Relative Strength Index (RSI)
RSI also measures market psychology in a fundamentally similar way to that of Wm%R. RSI is almost always measured with a computer, typically over a seven- or nine-day range, producing a numerical result between 0 and 100 that points to oversold or overbought situations; the RSI, therefore, gives a bullish or bearish signal, respectively.
Volume
The total volume of shares traded is an excellent way in which to ascertain the psychology of the market. Volume is actually a measure of investors’ emotional state: While a burst of volume will cause sudden pain to poorly timed investments and immediate elation for those who made wise investments, low volume will likely not result in a significant emotional response.
The longest-lasting trends generally occur when emotion is the lowest. When volume is moderate and both shorts and longs do not experience the roller coaster ride of emotion, the trend can reasonably be expected to continue until the emotion of the market changes. In a longer-term trend such as this, small price changes either up or down do not precipitate much emotion, and even a series of small changes occurring day after day (enough to create a major, gradual trend) will generally not generate severe emotional reactions.
In the case of short selling, a market rally may serve to flush out those individuals holding short positions, causing them to cover and subsequently push the market higher. The same principle holds true on the flip side: When the longs give up and bail out, the decline pulls more poorly timed investments with it. At the most fundamental level of market volume, both short and long investors who lose money, and who collectively exit their positions, are the primary drivers behind significant volume trends.
How Do Technical Indicators and Market Psychology Fit Together?
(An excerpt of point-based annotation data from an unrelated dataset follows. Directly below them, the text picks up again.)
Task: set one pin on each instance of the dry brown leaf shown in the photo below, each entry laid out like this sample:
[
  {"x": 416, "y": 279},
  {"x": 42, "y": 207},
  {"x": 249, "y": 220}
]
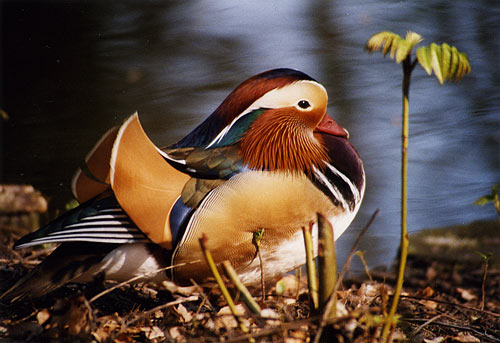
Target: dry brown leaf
[
  {"x": 42, "y": 316},
  {"x": 173, "y": 288},
  {"x": 185, "y": 314},
  {"x": 426, "y": 292},
  {"x": 466, "y": 294},
  {"x": 153, "y": 332},
  {"x": 466, "y": 338},
  {"x": 287, "y": 286},
  {"x": 435, "y": 340},
  {"x": 176, "y": 333},
  {"x": 123, "y": 338}
]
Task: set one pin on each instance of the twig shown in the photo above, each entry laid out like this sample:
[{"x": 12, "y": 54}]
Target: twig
[
  {"x": 458, "y": 327},
  {"x": 330, "y": 303},
  {"x": 417, "y": 330},
  {"x": 161, "y": 307},
  {"x": 213, "y": 268},
  {"x": 246, "y": 296},
  {"x": 365, "y": 265},
  {"x": 493, "y": 314}
]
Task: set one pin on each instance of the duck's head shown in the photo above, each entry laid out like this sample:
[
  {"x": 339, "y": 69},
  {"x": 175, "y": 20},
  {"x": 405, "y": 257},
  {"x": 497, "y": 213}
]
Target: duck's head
[{"x": 273, "y": 116}]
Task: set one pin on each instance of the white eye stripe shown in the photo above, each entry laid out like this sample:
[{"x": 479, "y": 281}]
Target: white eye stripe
[{"x": 286, "y": 96}]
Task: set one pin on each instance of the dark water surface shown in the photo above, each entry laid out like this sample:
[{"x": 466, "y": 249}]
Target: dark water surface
[{"x": 73, "y": 69}]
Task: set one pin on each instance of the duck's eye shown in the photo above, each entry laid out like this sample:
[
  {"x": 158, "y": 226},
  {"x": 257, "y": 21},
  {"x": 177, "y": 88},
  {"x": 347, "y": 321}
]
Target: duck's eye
[{"x": 304, "y": 104}]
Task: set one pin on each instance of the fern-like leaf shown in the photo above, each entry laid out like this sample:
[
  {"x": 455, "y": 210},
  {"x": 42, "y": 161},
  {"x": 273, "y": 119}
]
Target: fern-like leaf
[
  {"x": 392, "y": 43},
  {"x": 445, "y": 61}
]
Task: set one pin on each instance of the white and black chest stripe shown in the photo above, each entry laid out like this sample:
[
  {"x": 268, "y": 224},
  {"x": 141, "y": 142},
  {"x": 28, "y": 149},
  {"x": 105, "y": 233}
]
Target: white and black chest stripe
[{"x": 342, "y": 177}]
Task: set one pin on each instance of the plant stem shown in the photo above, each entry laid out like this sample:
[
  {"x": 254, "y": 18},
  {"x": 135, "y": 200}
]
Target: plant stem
[
  {"x": 408, "y": 66},
  {"x": 225, "y": 292},
  {"x": 312, "y": 278},
  {"x": 327, "y": 264}
]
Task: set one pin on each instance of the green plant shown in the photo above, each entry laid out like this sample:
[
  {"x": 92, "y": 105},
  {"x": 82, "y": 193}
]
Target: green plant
[
  {"x": 446, "y": 62},
  {"x": 492, "y": 197}
]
Technical analysis looks at price charts to find patterns that indicate trends and reversals. Technicians believe that these patterns are the result of market psychology. A price chart, then, can be thought of as a graphical representation of emotions such as fear, greed, optimism and pessimism, and human behavior, such as herd instinct. Price charts illustrate how market participants react to future expectations.
What Do the MACD and ADX Reveal About Market Sentiment?
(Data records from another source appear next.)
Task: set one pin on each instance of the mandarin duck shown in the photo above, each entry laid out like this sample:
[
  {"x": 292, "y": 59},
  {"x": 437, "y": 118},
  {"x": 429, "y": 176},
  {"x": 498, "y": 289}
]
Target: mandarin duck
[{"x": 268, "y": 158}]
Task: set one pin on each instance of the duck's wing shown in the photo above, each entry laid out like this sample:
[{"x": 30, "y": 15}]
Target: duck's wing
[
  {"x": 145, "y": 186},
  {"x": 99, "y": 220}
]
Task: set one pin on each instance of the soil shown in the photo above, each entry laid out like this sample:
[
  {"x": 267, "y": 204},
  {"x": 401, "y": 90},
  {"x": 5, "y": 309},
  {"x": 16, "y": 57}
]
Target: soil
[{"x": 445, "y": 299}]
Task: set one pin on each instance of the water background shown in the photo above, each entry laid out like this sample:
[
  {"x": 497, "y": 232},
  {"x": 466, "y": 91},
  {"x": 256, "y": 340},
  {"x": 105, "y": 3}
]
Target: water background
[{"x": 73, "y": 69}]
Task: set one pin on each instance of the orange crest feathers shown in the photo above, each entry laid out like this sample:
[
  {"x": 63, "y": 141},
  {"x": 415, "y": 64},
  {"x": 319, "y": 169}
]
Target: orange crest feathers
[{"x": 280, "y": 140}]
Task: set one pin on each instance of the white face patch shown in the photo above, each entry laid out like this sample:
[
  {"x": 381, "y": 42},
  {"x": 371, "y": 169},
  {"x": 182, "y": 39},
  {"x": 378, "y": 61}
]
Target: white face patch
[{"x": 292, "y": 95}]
The moving average convergence/divergence (MACD) demonstrates the shift in consensus between bullishness and bearishness. The directional system uses directional lines to indicate whether trends are bullish or bearish, including the average directional indicator (ADX).
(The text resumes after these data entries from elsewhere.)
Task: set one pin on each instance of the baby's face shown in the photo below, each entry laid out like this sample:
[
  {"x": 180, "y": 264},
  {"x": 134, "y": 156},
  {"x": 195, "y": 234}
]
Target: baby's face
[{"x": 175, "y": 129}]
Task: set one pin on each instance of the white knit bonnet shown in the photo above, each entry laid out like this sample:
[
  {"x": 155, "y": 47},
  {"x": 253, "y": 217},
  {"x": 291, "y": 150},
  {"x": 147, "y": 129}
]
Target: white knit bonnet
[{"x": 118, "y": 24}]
What Do RoC and Williams %R Reveal About Market Sentiment?
Momentum and the rate of change (RoC) demonstrate sentiment and the likelihood of tops or bottoms forming by looking at current price levels vs. an earlier consensus of price. The smoothed rate of change looks at the current average consensus vs. the consensus of a previous point.
Williams %R assesses closing prices vs. a recent range of closing prices; stochastics look at closing prices vs. a range; the relative strength index (RSI) looks at prices over a seven- or nine-day range.
How Can Volume Indicators Uncover Trader Psychology?
The total volume of shares speaks to the so-called conviction and emotional state of traders, with moderate volume often correlated to less volatility and higher volume often tied to greater volatility. Volume also helps confirm the legitimacy of a trend and identify support and resistance levels. For instance, if a price has fallen to a resistance level and volume increases without much price movement, it can indicate consolidation, often interpreted as market indecisiveness.
The Bottom Line
The principles of market psychology underlie every technical indicator, so a good understanding of crowd behavior is crucial to your comprehension of the fundamentals of certain technical indicators. Select technical indicators are used by market participants to better understand market psychology and behavior.